Rindu ”Ngirup Cuko” dan Pempek Palembang
Larangan mudik membuat banyak ”wong Pelembang” yang ada di rantau tidak bisa ”balik dusun” (pulang kampung). Mereka tidak bisa berkumpul bersama keluarga, termasuk mencicipi pempek dan ”ngirup” (meminum) ”cuko”-nya.
Larangan mudik membuat banyak wong Pelembang yang ada di rantau tidak bisa balik dusun (pulang kampung). Mereka tidak bisa berkumpul bersama keluarga, termasuk mencicipi pempek dan ngirup (meminum) cuko-nya. Pempek bukan sekadar kuliner biasa, melainkan menjadi perekat persaudaraan bagi mereka yang menikmatinya.

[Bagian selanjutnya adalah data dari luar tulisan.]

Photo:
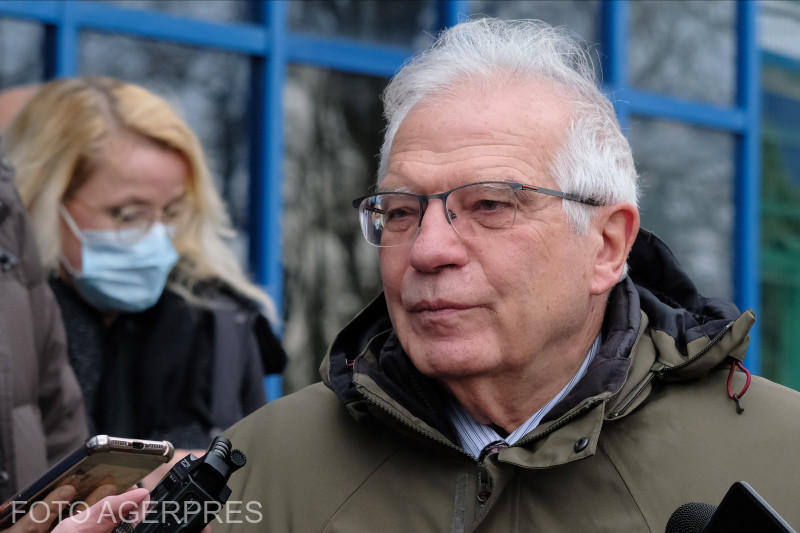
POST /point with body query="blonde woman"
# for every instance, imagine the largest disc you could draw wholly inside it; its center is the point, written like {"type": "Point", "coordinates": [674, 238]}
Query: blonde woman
{"type": "Point", "coordinates": [167, 336]}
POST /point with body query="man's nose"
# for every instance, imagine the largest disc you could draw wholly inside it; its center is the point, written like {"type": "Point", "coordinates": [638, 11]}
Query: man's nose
{"type": "Point", "coordinates": [436, 245]}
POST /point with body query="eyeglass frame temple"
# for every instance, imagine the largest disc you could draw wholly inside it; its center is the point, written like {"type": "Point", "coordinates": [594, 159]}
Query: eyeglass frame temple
{"type": "Point", "coordinates": [356, 203]}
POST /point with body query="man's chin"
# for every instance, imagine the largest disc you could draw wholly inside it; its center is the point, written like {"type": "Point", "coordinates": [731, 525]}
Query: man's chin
{"type": "Point", "coordinates": [459, 360]}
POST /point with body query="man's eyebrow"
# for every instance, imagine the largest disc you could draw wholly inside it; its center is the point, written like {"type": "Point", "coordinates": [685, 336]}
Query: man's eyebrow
{"type": "Point", "coordinates": [396, 188]}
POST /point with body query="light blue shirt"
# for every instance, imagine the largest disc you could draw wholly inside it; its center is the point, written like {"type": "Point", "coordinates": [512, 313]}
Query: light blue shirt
{"type": "Point", "coordinates": [474, 437]}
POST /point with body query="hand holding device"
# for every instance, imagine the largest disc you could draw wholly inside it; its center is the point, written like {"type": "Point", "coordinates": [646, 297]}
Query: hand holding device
{"type": "Point", "coordinates": [103, 466]}
{"type": "Point", "coordinates": [193, 492]}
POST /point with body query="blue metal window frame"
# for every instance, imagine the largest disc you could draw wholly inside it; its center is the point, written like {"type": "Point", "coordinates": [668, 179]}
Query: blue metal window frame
{"type": "Point", "coordinates": [272, 47]}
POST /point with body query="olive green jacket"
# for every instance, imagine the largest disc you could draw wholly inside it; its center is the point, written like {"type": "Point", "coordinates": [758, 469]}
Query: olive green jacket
{"type": "Point", "coordinates": [650, 427]}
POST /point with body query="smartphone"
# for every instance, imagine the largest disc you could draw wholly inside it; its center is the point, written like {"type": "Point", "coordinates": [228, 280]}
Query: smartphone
{"type": "Point", "coordinates": [744, 510]}
{"type": "Point", "coordinates": [102, 460]}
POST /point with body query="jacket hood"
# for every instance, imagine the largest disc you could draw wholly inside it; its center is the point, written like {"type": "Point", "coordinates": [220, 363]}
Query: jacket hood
{"type": "Point", "coordinates": [690, 335]}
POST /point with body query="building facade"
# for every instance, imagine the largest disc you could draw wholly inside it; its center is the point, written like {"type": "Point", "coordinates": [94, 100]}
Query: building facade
{"type": "Point", "coordinates": [285, 97]}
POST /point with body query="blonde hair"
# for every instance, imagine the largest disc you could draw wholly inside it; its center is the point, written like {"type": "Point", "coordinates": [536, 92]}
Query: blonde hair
{"type": "Point", "coordinates": [56, 141]}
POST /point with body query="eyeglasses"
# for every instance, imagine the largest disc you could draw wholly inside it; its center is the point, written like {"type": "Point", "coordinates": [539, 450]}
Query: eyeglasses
{"type": "Point", "coordinates": [394, 218]}
{"type": "Point", "coordinates": [130, 223]}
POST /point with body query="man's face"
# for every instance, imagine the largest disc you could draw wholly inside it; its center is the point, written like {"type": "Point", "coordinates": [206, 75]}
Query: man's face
{"type": "Point", "coordinates": [495, 303]}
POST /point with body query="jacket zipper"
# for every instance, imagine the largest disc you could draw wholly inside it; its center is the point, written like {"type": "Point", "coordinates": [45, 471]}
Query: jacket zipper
{"type": "Point", "coordinates": [370, 397]}
{"type": "Point", "coordinates": [563, 421]}
{"type": "Point", "coordinates": [663, 370]}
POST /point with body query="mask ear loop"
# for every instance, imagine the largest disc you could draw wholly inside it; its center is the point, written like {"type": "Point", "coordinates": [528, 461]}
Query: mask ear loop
{"type": "Point", "coordinates": [73, 227]}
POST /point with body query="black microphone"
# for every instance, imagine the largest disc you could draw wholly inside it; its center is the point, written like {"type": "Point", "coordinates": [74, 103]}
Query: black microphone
{"type": "Point", "coordinates": [690, 518]}
{"type": "Point", "coordinates": [742, 510]}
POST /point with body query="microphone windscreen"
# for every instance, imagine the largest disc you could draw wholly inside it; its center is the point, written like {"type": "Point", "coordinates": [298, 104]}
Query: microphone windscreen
{"type": "Point", "coordinates": [690, 518]}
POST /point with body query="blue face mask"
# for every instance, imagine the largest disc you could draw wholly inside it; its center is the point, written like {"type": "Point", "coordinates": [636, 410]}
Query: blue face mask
{"type": "Point", "coordinates": [122, 277]}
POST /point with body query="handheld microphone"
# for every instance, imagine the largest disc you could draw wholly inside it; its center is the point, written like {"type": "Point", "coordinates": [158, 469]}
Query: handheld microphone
{"type": "Point", "coordinates": [192, 492]}
{"type": "Point", "coordinates": [742, 510]}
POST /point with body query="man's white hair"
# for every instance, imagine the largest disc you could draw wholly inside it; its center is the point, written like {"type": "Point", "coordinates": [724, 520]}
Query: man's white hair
{"type": "Point", "coordinates": [595, 159]}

Bagi Mutia Muchlisah (27), sedih rasanya tidak bisa berkumpul bersama keluarga di Palembang karena adanya larangan mudik. Padahal, setiap tahun, dia selalu kembali ke kampung halaman untuk bersilaturahmi bersama keluarga dan handai tolan. ”Setiap tahun saya pulang empat sampai lima kali ke Palembang, salah satunya di hari Lebaran,” kata Mutia dihubungi dari Palembang, Minggu (9/5/2021).

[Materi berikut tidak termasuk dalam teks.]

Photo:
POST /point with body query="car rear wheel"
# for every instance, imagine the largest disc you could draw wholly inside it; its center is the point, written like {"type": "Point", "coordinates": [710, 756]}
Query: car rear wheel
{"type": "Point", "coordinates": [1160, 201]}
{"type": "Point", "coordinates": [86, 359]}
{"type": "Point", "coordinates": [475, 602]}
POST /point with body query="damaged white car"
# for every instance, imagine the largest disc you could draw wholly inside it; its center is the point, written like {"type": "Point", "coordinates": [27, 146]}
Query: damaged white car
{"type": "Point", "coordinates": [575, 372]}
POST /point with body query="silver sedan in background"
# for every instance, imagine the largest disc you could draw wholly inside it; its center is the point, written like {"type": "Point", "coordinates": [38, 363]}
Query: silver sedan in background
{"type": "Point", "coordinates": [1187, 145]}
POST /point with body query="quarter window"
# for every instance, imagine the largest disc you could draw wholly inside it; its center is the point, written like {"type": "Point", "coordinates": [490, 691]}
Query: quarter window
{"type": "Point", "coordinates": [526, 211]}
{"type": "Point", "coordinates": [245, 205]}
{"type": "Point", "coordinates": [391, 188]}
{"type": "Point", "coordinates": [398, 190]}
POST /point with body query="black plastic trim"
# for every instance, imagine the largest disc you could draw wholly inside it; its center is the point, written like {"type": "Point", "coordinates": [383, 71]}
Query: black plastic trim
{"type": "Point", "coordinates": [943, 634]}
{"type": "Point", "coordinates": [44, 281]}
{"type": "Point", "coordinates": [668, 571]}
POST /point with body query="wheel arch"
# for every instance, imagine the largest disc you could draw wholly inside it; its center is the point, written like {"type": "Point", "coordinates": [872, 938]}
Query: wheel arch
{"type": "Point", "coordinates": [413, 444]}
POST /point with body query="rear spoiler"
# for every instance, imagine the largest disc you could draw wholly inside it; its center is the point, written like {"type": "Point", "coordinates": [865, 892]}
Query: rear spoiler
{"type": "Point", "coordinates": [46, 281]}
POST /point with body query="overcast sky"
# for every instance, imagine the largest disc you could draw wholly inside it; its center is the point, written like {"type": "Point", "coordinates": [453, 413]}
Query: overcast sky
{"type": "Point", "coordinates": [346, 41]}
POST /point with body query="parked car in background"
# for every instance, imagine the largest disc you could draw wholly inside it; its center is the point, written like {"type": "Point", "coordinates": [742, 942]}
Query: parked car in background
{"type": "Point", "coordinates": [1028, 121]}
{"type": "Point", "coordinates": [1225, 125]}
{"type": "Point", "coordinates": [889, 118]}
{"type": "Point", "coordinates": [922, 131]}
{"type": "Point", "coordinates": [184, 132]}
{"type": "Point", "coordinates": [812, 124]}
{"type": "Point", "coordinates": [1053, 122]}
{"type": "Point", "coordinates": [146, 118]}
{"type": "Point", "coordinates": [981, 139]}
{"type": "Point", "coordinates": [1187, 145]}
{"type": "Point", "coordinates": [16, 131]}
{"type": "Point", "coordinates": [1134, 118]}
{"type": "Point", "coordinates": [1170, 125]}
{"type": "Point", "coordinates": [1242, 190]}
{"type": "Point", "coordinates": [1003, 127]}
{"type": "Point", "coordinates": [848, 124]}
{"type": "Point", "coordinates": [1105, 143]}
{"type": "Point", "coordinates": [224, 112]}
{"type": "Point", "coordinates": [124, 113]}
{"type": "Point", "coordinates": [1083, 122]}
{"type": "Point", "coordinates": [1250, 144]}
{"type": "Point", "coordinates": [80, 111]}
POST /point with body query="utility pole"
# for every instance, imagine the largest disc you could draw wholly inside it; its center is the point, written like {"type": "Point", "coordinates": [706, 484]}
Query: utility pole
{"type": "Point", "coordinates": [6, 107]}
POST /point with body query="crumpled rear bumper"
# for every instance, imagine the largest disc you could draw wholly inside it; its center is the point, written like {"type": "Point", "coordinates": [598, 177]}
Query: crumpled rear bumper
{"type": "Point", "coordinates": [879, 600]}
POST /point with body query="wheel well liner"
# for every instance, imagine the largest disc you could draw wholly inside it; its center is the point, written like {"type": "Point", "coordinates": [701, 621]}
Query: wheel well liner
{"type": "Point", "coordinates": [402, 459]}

Banyak sekali kenangan yang terekam ketika Lebaran datang, salah satunya menikmati pempek buatan orangtuanya di rumah. ”Makan pempek buatan Ibu menjadi kenangan yang tidak terlupakan,” kata Mutia yang berprofesi sebagai seorang dokter gigi di Tangerang.

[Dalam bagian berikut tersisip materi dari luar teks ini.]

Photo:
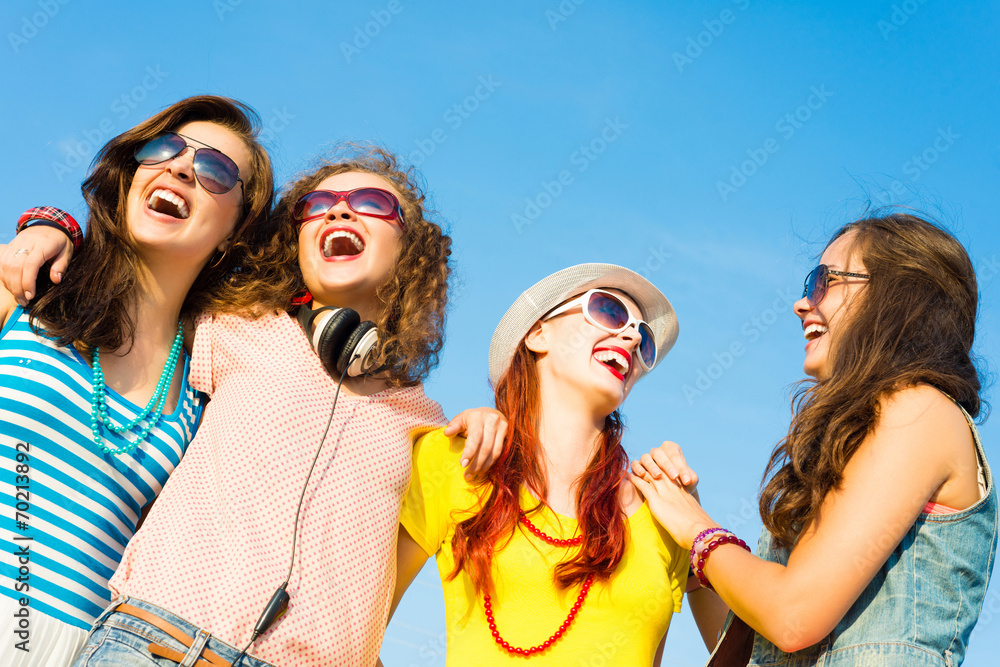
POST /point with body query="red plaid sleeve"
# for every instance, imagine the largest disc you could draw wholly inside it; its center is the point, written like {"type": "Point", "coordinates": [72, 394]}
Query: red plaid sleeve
{"type": "Point", "coordinates": [48, 215]}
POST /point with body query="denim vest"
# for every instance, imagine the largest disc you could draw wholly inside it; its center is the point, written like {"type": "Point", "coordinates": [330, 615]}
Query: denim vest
{"type": "Point", "coordinates": [921, 606]}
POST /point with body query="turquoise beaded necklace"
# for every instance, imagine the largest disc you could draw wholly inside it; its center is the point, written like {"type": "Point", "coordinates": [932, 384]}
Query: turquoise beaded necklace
{"type": "Point", "coordinates": [152, 412]}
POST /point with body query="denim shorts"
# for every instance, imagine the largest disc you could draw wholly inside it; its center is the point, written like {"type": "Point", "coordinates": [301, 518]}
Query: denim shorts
{"type": "Point", "coordinates": [122, 639]}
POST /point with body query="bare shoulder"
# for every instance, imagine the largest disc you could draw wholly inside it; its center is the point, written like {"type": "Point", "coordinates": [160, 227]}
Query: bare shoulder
{"type": "Point", "coordinates": [921, 405]}
{"type": "Point", "coordinates": [7, 305]}
{"type": "Point", "coordinates": [924, 421]}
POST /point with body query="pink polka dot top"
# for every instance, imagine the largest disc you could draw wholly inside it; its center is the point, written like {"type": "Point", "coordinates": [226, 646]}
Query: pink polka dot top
{"type": "Point", "coordinates": [218, 540]}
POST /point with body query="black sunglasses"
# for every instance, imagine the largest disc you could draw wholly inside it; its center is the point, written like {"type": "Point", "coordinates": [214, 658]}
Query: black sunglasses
{"type": "Point", "coordinates": [215, 170]}
{"type": "Point", "coordinates": [819, 279]}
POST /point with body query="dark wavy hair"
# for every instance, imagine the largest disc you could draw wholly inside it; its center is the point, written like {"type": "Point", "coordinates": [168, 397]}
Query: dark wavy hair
{"type": "Point", "coordinates": [92, 304]}
{"type": "Point", "coordinates": [414, 297]}
{"type": "Point", "coordinates": [913, 322]}
{"type": "Point", "coordinates": [602, 522]}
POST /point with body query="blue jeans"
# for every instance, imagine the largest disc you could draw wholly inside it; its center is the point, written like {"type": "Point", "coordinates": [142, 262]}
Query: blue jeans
{"type": "Point", "coordinates": [122, 639]}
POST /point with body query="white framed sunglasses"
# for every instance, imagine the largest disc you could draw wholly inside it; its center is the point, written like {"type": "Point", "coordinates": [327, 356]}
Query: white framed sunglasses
{"type": "Point", "coordinates": [609, 313]}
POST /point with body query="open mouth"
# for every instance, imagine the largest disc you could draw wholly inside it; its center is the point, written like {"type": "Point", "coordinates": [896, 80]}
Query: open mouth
{"type": "Point", "coordinates": [814, 331]}
{"type": "Point", "coordinates": [341, 243]}
{"type": "Point", "coordinates": [168, 203]}
{"type": "Point", "coordinates": [614, 359]}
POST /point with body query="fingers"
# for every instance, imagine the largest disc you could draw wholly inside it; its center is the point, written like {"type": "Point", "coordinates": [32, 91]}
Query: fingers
{"type": "Point", "coordinates": [59, 265]}
{"type": "Point", "coordinates": [30, 266]}
{"type": "Point", "coordinates": [670, 459]}
{"type": "Point", "coordinates": [472, 445]}
{"type": "Point", "coordinates": [494, 431]}
{"type": "Point", "coordinates": [644, 487]}
{"type": "Point", "coordinates": [456, 426]}
{"type": "Point", "coordinates": [23, 258]}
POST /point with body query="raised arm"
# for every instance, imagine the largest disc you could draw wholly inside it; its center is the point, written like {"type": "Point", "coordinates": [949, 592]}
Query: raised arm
{"type": "Point", "coordinates": [921, 443]}
{"type": "Point", "coordinates": [23, 258]}
{"type": "Point", "coordinates": [708, 609]}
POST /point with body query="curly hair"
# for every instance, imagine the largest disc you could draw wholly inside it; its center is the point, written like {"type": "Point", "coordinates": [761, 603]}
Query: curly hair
{"type": "Point", "coordinates": [913, 322]}
{"type": "Point", "coordinates": [414, 297]}
{"type": "Point", "coordinates": [92, 305]}
{"type": "Point", "coordinates": [602, 522]}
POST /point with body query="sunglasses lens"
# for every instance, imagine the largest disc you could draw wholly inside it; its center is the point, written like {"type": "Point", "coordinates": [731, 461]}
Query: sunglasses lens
{"type": "Point", "coordinates": [312, 205]}
{"type": "Point", "coordinates": [160, 149]}
{"type": "Point", "coordinates": [647, 345]}
{"type": "Point", "coordinates": [607, 311]}
{"type": "Point", "coordinates": [372, 201]}
{"type": "Point", "coordinates": [815, 288]}
{"type": "Point", "coordinates": [216, 172]}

Lahir dari keluarga Palembang, pempek seakan menjadi hidangan yang selalu menemani perjalanan hidupnya. Tidak hanya pada hari raya lebaran, hampir setiap hari, ujar Mutia, sang ibu selalu membuat pempek untuk disantap. ”Ketika di Palembang, saya selalu membawa pempek ke Tangerang untuk dimakan di rumah,” katanya.
Kini, ketika tidak bisa merayakan Lebaran di Palembang, Mutia pun meminta keluarga mengirimkan pempek dari Palembang untuk mengobati rasa rindunya pada penganan berbahan dasar ikan dan tepung tapioka itu. ”Memang ada restoran yang menjual pempek seenak di Palembang, tetapi harganya tiga kali lipat lebih mahal,” kata Mutia.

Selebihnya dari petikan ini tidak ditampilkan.